MolProbity evaluates each residue's φ/ψ angles against a modern reference distribution derived from nearly a million high-quality reference residues. Residues are classified as:

  • Favored: ~98% of observed angles in well-built structures. These conformations are energetically favorable and sterically optimal.
  • Allowed: ~2% of observed angles. Sterically permissible but less common.
  • Outlier: ~0.5% or fewer. Outside expected regions, flagging either modeling errors or unusual but genuine functional conformations.

The tool applies residue-specific distributions because glycine (no sidechain) has much broader allowed regions, while proline (cyclic sidechain) is severely restricted to φ ≈ -60°.

Rotamer sidechain assessment

Sidechains adopt discrete rotameric conformations where chi (χ) dihedral angles cluster around staggered orientations (±60°, 180°). These rotamers are energetically favorable because they minimize clash between the sidechain and backbone.

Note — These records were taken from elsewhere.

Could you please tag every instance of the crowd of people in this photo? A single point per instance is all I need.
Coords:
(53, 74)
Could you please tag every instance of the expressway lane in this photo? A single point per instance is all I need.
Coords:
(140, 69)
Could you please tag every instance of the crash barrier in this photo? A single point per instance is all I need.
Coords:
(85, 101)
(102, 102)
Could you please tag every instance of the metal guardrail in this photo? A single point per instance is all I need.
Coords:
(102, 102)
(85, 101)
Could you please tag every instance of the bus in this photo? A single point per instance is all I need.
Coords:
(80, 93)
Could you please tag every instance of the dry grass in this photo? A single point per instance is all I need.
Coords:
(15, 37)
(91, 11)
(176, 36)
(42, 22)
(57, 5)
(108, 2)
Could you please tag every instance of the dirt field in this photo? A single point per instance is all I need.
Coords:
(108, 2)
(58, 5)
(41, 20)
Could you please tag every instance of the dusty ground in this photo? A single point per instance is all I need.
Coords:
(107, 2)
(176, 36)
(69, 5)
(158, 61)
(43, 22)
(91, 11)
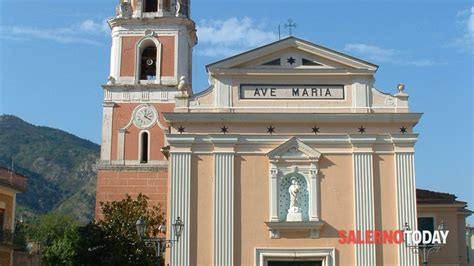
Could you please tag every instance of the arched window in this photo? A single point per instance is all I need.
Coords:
(167, 5)
(144, 147)
(150, 6)
(148, 63)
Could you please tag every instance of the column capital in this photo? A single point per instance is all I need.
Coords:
(108, 104)
(404, 142)
(362, 143)
(224, 143)
(180, 144)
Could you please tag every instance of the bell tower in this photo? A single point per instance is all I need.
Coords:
(152, 42)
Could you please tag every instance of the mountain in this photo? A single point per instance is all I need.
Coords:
(61, 168)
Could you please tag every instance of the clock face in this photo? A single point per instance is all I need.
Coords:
(145, 116)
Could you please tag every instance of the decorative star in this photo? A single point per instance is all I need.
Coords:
(224, 129)
(270, 129)
(403, 130)
(291, 60)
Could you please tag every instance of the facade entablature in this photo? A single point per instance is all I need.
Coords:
(263, 145)
(293, 75)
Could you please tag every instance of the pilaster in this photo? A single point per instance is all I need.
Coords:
(364, 196)
(406, 192)
(180, 191)
(223, 199)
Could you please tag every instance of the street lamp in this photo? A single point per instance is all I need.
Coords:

MolProbity classifies each sidechain rotamer as:

  • Favored: 98% of observed rotamers in quality structures. Standard conformations well-supported by geometry.
  • Allowed: Intermediate conformations, less common but sterically feasible.
  • Outlier: 0.3% or fewer residues. These flag either genuine functional conformations or sidechain placement errors during structure building.

Non-glycine, non-alanine residues are evaluated; glycine has no sidechain and alanine's sidechain is too small to adopt rotamers.

C-beta and backbone geometry

MolProbity checks for C-beta deviations, where the measured C-beta position deviates from ideal geometry predicted from backbone (N, Cα, C) coordinates. Large deviations suggest problems with local backbone geometry or sidechain modeling.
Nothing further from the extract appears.